Arma de destrucción creativa: el mandato adictivo de la adaptación hedónica
Es la adaptación hedónica o rueda hedónica: siempre queremos más, y la única manera de contrarrestar el mandato de nuestro núcleo cerebral, no más sofisticado que el de un lagarto (no hace falta que rememoremos la serie televisiva V para apercibir las similitudes) consiste en modular el deseo y acondicionarlo a nuestros objetivos a largo plazo, dice el profesor de filosofía, estoico practicante y autor de Guide to the Good Life William B. Irvine.
Las filosofías de vida -reivindicadas, a su manera, tanto por Jack London como por Ernest Hemingway en los fragmentos citados- coinciden con Peter Whybrow, así como con el trabajo de otros científicos (Abraham Maslow, Shane Frederick y George Loewenstein, etc.), acerca del antídoto a la fiebre del corto plazo y nuestra predilección por querer algo y quererlo ya, siempre y cuando no requiera un esfuerzo premeditado y racional.
Racionalidad, esfuerzo, comprensión del contexto
Cualquier decisión cotidiana, e incluso el futuro económico de países enteros, sopesa la dicotomía entre las mieles del dulce instantáneo y el desagradable esfuerzo del plan a largo plazo cuya recompensa no se vislumbra cuando acudimos a entrenar, estudiamos, evitamos lo que no nos conviene, nos enfrentamos a una página en blanco, etc.
Las filosofías de vida derivadas del pensamiento socrático en Occidente y del taoísmo-confucianismo en Oriente, abogaban por un bienestar a largo plazo, proclamando que la única felicidad es la que contrarresta (no reprime) los instintos con racionalidad, esfuerzo y comprensión del “contexto” (vivir según la naturaleza, según el “tao”, etc.).
La receta es impopular, ya que consiste en planear más y dejarse llevar menos por los impulsos, sacrificar el interés a corto plazo por un plan a largo plazo -proclaman quienes han practicado filosofías de vida coherentes a lo largo de la historia, o quienes las desempolvan ahora que no hay más filosofías de vida que saciar, de manera desordenada, nuestros apetitos (o frustrarnos al no poder hacerlo)-.

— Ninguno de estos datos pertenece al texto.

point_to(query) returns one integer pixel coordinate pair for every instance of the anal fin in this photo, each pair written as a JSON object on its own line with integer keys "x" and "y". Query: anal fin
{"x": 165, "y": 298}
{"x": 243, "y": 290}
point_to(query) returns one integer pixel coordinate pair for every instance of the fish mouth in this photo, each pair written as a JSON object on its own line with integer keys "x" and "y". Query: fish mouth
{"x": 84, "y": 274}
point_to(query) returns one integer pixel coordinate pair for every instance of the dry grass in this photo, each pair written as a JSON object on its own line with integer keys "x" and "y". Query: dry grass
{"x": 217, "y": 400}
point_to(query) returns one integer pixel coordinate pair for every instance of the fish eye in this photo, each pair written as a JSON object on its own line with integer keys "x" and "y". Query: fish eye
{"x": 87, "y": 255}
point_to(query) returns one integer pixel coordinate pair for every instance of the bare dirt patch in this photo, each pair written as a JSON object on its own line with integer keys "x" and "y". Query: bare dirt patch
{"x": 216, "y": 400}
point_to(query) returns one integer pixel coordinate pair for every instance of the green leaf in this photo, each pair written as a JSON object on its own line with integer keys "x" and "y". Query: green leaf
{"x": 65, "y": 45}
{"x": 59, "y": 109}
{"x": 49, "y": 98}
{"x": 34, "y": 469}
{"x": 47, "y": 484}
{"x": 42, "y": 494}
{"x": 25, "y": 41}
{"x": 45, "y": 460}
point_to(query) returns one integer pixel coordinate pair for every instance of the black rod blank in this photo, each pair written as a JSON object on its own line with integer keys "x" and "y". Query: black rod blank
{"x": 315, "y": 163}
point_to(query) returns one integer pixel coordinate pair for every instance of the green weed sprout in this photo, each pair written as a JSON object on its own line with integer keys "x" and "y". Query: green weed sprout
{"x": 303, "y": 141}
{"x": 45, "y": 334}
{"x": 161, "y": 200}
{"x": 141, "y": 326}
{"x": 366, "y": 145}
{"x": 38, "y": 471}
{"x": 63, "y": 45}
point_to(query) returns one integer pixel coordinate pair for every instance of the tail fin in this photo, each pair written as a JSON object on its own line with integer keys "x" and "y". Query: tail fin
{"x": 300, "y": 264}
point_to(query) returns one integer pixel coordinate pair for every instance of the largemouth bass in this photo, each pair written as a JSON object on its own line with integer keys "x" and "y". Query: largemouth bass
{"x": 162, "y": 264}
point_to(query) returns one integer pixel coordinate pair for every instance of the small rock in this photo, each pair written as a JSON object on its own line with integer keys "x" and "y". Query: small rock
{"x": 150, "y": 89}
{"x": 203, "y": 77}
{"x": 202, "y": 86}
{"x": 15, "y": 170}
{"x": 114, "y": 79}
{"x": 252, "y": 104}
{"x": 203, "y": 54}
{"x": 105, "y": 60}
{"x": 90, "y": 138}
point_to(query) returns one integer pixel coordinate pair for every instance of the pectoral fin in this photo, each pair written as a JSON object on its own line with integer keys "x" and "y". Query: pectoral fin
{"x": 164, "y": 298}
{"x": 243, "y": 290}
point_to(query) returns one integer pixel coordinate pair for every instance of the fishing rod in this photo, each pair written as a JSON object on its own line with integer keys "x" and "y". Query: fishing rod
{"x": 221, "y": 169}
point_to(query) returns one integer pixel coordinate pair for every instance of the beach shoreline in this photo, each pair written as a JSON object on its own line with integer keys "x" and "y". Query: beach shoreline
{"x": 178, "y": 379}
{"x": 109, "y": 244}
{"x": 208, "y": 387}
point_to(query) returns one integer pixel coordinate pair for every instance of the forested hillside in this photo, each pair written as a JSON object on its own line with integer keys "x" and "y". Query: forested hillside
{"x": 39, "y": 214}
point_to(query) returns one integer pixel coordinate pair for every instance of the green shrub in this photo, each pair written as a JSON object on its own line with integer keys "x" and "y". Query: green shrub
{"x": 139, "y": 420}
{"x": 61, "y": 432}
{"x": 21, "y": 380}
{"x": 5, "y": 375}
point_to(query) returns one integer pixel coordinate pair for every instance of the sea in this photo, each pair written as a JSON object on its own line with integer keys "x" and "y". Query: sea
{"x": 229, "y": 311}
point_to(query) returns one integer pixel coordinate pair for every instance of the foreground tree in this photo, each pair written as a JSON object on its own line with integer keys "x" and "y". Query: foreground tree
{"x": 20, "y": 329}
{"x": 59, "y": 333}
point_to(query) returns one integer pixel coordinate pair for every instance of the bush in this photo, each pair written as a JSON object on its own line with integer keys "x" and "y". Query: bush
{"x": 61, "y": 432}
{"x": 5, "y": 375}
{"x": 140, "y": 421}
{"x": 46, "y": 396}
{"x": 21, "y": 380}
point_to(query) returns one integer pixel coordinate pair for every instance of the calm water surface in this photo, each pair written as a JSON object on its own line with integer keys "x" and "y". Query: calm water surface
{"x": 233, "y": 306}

Lo que funciona es menos atractivo (y requiere más esfuerzo) que lo que nos venden
Tan impopular como los consejos y procedimientos de Jack London y Ernest Hemingway para escribir una historia, pulirla, no quedarse en blanco, superar el vértigo de plasmar una buena frase con la precisión que se merece.
En las últimas décadas, ha ocurrido algo parecido con la innovación, la educación, la política y otros campos del conocimiento humano, argumentan economistas como Tyler Cowen, autor de “El gran estancamiento”.
En qué emplear nuestro tiempo de introspección
Sócrates, Aristóteles o Séneca dedicaron parte de su obra a expresar que sólo la regulación y exigencia propias, el cultivo personal constante, son capaces de hacernos trascender de un modo u otro.
El placer duradero por el que abogaban tenía menos de “placer”, según la semántica actual de la palabra, que de plan capaz de otear el horizonte, sin perder el hilo al día.
Nada como observar los mecanismos de control del deseo inmediato y convivencia con el esfuerzo creativo y de la introspección de personalidades para conocer más aristas del ser humano que poder aprovechar.
Y, habiéndolo empezado, Sócrates cierra el artículo: “Emplea tu tiempo en mejorarte a ti mismo con los escritos de otras personas para así vislumbrar con facilidad lo que otros han aprendido trabajando duro”.